TOKYO (AP) — Japan's government and central bank appear to be readying a fresh dose of economic stimulus to help revive stalling growth.
Shares in Tokyo jumped Wednesday after the Fuji TV network reported Prime Minister Shinzo Abe planned to introduce a new economic stimulus package amounting to about 27 trillion yen ($254 billion).
Staff in Abe's office would not confirm reports he planned to make a formal announcement of the proposal sometime later in the day.
Reports said Abe will propose improved wages for childcare and elder care workers, introduction of needs-based scholarships for college students and reduced employment time required to earn pensions.
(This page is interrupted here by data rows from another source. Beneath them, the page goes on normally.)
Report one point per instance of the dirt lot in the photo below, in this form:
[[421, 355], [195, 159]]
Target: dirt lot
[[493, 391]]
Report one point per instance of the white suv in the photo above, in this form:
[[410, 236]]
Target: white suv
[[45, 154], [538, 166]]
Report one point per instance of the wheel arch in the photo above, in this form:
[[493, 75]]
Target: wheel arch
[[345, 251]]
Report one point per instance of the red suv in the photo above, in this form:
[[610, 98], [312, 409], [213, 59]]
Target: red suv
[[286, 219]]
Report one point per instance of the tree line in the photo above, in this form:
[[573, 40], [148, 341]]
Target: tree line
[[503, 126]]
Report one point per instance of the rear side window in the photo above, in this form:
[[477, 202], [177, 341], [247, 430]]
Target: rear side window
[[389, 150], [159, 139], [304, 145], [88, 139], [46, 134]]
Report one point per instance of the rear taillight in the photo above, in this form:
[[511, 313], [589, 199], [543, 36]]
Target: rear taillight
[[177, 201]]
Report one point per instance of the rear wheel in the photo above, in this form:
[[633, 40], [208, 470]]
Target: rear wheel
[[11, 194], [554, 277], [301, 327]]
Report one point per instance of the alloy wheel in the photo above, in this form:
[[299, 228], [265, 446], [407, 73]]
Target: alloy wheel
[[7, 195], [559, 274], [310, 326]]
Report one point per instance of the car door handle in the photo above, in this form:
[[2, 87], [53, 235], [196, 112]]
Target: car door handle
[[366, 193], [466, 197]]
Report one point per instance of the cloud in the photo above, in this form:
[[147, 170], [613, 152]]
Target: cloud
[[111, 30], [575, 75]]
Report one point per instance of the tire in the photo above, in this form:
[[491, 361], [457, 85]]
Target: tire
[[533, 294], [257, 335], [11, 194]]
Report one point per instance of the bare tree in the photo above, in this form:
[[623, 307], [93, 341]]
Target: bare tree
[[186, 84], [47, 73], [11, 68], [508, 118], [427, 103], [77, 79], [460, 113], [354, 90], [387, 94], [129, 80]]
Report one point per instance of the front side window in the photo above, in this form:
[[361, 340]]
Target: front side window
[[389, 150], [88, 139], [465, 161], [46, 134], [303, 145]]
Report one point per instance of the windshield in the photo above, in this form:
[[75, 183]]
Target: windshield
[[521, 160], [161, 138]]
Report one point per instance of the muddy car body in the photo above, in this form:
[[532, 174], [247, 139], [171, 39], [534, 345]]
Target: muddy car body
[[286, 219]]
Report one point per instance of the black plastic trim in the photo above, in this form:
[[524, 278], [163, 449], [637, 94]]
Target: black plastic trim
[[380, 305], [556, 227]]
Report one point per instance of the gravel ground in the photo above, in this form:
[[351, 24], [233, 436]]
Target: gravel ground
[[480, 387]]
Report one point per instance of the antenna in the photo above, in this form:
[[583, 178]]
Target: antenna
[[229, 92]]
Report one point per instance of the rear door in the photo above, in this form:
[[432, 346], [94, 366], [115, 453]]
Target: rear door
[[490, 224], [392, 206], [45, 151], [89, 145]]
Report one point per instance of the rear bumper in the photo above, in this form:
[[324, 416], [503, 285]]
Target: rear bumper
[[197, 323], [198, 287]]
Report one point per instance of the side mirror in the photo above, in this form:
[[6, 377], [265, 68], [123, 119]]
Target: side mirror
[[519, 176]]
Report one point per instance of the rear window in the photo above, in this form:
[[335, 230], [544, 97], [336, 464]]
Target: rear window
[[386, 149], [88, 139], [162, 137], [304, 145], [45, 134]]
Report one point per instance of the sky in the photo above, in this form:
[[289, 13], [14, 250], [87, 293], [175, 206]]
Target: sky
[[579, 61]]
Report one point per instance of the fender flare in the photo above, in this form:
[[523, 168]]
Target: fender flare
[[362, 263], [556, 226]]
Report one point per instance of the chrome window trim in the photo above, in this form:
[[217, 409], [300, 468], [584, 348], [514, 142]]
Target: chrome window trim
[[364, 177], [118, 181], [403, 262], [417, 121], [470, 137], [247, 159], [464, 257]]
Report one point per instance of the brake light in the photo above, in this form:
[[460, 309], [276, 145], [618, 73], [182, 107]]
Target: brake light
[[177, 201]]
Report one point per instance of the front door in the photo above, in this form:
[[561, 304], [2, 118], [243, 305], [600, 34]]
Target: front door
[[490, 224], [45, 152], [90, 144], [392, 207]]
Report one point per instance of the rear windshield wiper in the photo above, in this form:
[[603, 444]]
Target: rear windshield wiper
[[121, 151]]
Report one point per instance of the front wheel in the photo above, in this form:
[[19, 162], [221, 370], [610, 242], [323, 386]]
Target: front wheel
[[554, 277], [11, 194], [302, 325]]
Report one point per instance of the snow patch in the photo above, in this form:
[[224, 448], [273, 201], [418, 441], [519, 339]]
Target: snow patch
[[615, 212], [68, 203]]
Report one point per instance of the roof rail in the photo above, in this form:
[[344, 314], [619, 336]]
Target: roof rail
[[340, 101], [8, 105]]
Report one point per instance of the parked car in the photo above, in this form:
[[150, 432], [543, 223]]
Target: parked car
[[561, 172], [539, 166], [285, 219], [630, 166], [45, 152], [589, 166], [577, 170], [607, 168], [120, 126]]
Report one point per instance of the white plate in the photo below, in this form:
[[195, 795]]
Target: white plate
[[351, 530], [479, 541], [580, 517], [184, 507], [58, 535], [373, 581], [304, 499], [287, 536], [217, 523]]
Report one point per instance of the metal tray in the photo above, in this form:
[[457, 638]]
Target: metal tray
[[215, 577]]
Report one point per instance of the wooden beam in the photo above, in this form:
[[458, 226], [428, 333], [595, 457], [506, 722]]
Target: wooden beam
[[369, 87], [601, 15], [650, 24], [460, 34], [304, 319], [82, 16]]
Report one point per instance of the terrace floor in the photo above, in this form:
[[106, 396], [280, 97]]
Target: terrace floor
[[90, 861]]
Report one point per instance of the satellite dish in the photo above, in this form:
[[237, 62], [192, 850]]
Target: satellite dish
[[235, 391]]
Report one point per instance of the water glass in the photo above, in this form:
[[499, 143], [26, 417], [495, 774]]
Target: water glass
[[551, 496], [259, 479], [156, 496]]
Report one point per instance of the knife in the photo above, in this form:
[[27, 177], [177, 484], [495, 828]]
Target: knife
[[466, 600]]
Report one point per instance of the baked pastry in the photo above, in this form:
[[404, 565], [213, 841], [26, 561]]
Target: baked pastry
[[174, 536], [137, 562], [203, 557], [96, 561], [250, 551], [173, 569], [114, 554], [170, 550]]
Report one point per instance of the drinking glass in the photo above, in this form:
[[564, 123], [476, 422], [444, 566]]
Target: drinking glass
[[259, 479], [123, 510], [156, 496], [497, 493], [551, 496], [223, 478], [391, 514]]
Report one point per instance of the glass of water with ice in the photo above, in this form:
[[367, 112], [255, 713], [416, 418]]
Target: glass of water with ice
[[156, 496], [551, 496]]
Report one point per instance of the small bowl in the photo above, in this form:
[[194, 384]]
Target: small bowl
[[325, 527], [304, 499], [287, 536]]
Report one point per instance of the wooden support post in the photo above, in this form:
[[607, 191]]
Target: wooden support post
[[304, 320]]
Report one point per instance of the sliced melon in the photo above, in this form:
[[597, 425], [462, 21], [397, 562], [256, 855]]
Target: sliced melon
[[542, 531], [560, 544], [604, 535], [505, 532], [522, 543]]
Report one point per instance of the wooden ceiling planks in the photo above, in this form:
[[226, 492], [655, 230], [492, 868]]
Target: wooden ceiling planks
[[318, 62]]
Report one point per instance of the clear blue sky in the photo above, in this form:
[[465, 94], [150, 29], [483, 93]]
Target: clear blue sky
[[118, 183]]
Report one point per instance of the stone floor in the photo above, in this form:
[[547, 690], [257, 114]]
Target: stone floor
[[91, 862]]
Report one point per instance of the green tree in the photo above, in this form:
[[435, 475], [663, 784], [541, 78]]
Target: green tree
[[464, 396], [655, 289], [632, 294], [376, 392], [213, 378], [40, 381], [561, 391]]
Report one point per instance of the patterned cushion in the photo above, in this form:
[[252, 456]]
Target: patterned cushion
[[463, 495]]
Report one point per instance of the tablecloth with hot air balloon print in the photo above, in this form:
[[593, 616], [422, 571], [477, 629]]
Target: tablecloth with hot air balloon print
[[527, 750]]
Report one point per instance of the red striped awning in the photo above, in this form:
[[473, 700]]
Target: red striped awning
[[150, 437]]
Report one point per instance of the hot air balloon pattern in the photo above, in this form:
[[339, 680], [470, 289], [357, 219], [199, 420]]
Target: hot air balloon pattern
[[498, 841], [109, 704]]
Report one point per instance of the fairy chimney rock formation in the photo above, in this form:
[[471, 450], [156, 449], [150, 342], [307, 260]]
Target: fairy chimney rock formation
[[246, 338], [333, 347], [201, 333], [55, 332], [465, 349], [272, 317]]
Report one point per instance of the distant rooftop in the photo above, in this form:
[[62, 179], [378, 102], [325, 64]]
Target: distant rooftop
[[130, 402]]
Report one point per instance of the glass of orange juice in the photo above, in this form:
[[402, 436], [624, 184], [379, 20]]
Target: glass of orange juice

Other measures include expanding ports to accommodate ultra-large ships and accelerating a decades-long high-speed maglev train project.
Campaigning for a parliamentary election held earlier this month, Abe promised fresh help for the economy, and ordered his economy minister, Nobuteru Ishihara, to draw up the package.
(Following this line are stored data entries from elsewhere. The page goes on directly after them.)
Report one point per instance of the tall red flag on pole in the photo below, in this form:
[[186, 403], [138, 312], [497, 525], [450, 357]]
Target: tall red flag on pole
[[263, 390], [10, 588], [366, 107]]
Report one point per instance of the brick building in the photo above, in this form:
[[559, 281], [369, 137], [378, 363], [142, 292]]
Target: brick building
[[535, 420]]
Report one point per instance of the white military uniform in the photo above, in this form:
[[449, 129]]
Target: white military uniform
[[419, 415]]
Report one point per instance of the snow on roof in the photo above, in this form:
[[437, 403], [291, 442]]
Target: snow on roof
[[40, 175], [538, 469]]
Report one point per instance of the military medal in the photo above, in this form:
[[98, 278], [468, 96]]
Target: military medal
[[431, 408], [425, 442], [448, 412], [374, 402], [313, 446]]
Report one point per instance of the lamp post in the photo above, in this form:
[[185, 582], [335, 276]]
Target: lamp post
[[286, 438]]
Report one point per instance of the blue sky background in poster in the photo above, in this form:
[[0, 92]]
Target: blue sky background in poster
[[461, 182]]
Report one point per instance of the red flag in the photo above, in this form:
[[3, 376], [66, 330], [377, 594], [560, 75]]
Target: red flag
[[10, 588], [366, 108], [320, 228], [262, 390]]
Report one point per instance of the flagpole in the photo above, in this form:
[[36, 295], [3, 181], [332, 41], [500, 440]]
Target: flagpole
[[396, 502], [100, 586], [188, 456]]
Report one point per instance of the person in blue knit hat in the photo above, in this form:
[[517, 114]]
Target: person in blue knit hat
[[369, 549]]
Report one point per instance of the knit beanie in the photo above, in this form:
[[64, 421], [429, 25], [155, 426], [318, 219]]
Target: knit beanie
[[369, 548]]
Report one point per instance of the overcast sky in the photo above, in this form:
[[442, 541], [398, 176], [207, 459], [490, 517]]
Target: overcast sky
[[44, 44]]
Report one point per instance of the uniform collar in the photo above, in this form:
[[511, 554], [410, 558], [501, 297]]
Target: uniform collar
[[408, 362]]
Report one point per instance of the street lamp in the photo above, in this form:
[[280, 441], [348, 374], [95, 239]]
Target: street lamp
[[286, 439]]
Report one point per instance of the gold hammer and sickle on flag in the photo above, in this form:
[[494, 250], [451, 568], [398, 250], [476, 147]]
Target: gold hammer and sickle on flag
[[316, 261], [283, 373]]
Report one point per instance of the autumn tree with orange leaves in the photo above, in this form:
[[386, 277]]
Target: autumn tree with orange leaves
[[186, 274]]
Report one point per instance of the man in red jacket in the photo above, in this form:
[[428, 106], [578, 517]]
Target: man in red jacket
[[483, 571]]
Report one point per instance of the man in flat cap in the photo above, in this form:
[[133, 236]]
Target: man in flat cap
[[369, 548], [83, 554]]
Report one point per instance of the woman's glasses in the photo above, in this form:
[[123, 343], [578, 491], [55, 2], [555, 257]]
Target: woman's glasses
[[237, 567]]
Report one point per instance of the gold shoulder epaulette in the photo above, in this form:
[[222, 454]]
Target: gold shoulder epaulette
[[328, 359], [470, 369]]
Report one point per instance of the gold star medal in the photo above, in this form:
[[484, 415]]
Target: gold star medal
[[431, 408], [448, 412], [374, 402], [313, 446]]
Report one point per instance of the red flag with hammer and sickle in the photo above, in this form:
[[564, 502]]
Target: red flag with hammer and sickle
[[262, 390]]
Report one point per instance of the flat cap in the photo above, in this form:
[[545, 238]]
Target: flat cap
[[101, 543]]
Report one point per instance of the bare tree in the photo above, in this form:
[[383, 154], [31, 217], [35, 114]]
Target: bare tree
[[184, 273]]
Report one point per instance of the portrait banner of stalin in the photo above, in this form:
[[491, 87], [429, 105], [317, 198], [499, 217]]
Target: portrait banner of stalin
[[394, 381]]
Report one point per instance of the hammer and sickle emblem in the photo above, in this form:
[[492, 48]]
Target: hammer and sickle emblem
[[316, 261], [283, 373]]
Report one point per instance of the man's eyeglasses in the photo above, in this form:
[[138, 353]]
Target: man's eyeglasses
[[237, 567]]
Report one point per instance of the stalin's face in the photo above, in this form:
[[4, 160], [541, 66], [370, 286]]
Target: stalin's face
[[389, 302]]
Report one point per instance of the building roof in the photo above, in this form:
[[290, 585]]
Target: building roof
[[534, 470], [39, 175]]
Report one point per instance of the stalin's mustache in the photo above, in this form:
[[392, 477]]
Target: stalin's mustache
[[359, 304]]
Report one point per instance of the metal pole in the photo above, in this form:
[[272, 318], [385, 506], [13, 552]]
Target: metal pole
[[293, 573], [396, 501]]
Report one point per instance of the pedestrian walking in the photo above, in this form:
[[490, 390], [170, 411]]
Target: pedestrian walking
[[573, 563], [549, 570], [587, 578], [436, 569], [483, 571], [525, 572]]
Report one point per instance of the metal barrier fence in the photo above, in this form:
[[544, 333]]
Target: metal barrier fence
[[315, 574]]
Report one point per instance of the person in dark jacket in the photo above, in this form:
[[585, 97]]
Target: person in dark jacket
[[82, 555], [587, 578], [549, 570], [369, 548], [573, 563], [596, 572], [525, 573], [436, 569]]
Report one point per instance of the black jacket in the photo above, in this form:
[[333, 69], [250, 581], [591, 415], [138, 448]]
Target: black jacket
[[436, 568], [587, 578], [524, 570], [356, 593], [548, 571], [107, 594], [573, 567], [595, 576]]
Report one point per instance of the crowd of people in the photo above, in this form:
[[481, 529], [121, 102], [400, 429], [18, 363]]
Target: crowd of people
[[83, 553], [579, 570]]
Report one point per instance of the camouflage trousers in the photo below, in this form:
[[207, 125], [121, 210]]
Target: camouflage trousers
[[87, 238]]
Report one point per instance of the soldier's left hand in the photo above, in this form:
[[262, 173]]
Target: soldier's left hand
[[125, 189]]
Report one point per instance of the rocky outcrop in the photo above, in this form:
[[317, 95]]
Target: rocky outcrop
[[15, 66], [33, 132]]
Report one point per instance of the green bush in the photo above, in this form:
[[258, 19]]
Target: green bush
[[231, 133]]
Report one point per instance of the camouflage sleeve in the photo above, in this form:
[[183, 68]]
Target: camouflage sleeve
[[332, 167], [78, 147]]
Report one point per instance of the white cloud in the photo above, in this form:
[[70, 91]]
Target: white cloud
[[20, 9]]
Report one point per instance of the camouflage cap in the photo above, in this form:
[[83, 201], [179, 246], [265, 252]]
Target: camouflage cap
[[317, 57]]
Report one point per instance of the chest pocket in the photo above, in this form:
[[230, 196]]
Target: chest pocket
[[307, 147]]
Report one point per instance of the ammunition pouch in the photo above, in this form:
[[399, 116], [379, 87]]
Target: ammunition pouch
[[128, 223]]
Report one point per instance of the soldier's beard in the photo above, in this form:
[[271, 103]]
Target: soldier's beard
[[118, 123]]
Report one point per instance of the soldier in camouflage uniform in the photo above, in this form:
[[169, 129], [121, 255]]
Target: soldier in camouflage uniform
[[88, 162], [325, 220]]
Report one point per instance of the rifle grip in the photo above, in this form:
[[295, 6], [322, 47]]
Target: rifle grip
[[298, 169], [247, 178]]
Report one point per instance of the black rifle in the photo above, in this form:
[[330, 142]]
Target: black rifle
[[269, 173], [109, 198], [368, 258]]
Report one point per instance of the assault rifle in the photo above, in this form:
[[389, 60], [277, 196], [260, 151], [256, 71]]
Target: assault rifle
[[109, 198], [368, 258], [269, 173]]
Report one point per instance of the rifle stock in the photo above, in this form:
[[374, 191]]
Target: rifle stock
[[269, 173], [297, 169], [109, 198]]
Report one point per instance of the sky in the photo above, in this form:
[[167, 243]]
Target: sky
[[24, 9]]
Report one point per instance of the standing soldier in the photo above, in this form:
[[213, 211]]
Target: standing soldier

Earlier reports put the size of the package as low as 6 trillion yen (about $57 billion).
Economists say the Bank of Japan also will likely expand monetary stimulus at a policy meeting that begins Thursday.
"The Abe administration continues to highlight the importance of cooperation with the Bank of Japan for a fiscal stimulus package," Alex Wijaya of CMC Markets said in a commentary.